Monday, April 25, 2011

Susan Foster, House Leader Gerald Ford, 1972

After graduating with a B.A. in psychology from Albion College in 1971, Susan Foster landed a clerical job with Cong. Charles Chamberlain, a Michigan Republican and friend of her father's. She had been on the job for less than a month when she received a call from "Roll Call" to photograph her for the "Hill Pinup" section of the February 3, 1972 issue.

"Now 'Pinup' and being a college graduate with graduate school aspirations didn't mesh for me," she said. "I asked the 40-something secretary sitting next to me what the Hill Pinup photographs were like. She let out a shout of delight, 'Here's your chance, girl! They want you to look very sexy -- you know, lots of cleavage and a lot of leg. You'll get calls from congressmen themselves!'"

Susan returned to the waiting photographer and said, "I have some photos from a friend's portfolio." Here is the photo (above) that appeared.

Shortly after this incident Susan was recruited as a legislative aide to Cong. William J. Keating, a Republican from Ohio.

"I was told that I would be the first female legislative aide to a Republican member of the House of Representatives," she recalls.

"My first week with Cong. Keating's office will always be remembered as one that was exciting and memorable to this day."

Susan went on to explain that one of the highlights of the job was attending the weekly legislative meeting in the offices of Speaker Gerald R. Ford. There was one problem: Keating's administrative aide was embarrassed to inform her that Ford did not allow women to attend the meeting. He added, "But if you want to try, I'm not going to stop you. The Boss doesn't mind either; I've already cleared it with him."

"The first thing I remember is how plush the carpet felt beneath my feet as we entered through heavy wooden doors that were wide open to accommodate the hundreds of aides filing in. The second thing I remember was what my fellow legislative aides suggested. I was to hold my head high, square my shoulders, and walk as if I belonged there. That worked for approximately 20 feet -- from the double-door entry of the suite to the single doorway to a large room that held legislative aides from the offices of every Republican House member.

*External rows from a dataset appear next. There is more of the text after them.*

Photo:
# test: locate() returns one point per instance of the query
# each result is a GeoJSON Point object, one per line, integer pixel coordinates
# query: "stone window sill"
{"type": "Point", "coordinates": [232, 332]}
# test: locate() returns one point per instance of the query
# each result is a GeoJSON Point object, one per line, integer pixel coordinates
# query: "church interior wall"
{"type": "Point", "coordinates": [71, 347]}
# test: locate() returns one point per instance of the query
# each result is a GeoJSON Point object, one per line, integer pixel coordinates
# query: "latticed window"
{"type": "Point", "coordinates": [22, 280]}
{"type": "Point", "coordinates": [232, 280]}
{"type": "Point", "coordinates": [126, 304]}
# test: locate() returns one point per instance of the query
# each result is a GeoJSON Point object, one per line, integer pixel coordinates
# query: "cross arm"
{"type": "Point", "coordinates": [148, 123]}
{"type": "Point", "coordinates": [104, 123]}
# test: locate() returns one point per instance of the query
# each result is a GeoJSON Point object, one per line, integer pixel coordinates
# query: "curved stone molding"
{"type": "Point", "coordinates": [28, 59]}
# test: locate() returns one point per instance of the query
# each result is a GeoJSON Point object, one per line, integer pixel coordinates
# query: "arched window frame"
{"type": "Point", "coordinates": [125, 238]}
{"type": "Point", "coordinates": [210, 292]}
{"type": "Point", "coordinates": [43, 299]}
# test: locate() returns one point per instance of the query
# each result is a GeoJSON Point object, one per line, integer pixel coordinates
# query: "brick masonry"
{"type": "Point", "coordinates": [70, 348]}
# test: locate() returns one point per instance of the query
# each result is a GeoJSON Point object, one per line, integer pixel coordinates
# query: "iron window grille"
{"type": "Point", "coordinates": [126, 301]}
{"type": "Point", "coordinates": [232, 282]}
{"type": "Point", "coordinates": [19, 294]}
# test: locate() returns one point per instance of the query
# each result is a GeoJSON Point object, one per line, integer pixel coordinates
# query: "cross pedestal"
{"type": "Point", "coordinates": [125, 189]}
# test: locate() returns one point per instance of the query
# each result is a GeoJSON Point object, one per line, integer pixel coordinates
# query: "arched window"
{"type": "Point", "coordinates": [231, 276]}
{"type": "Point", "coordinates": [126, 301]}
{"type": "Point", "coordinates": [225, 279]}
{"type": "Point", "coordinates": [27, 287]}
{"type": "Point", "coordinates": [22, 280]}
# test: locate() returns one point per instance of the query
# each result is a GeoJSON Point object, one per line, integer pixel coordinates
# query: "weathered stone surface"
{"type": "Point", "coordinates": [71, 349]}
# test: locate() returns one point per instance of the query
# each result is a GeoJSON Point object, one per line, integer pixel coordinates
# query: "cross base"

That doorway was framed by two well-dressed guards who, in retrospect, resembled the quintessential Secret Service agents. As I approached the door I could feel that all eyes were watching the scene about to unfold. The guards moved together in one synchronized side step, thus blocking the doorway. 'No secretaries allowed,' I was informed.

"'I'm not a secretary. I'm a legislative aide, and I would like to attend this week's meeting,' I said. The arms that folded across their chests spoke volumes, but there was one quiet sentence uttered with heavy emphasis on each word: 'Don't-come-back.'"

Later that day, with Cong. Keating's approval, Susan penned a letter to Speaker Ford personally. There was no response.

Susan went on to earn a masters in social work and become a celebrated medical writer and author. She is credited with the 2004 passage of a resolution issued by the International Firefighters Union for a moratorium on cell antennae on firehouse roofs, following a flood of emails from firefighters worldwide reporting confusion, disorientation, depression, sterility and worse.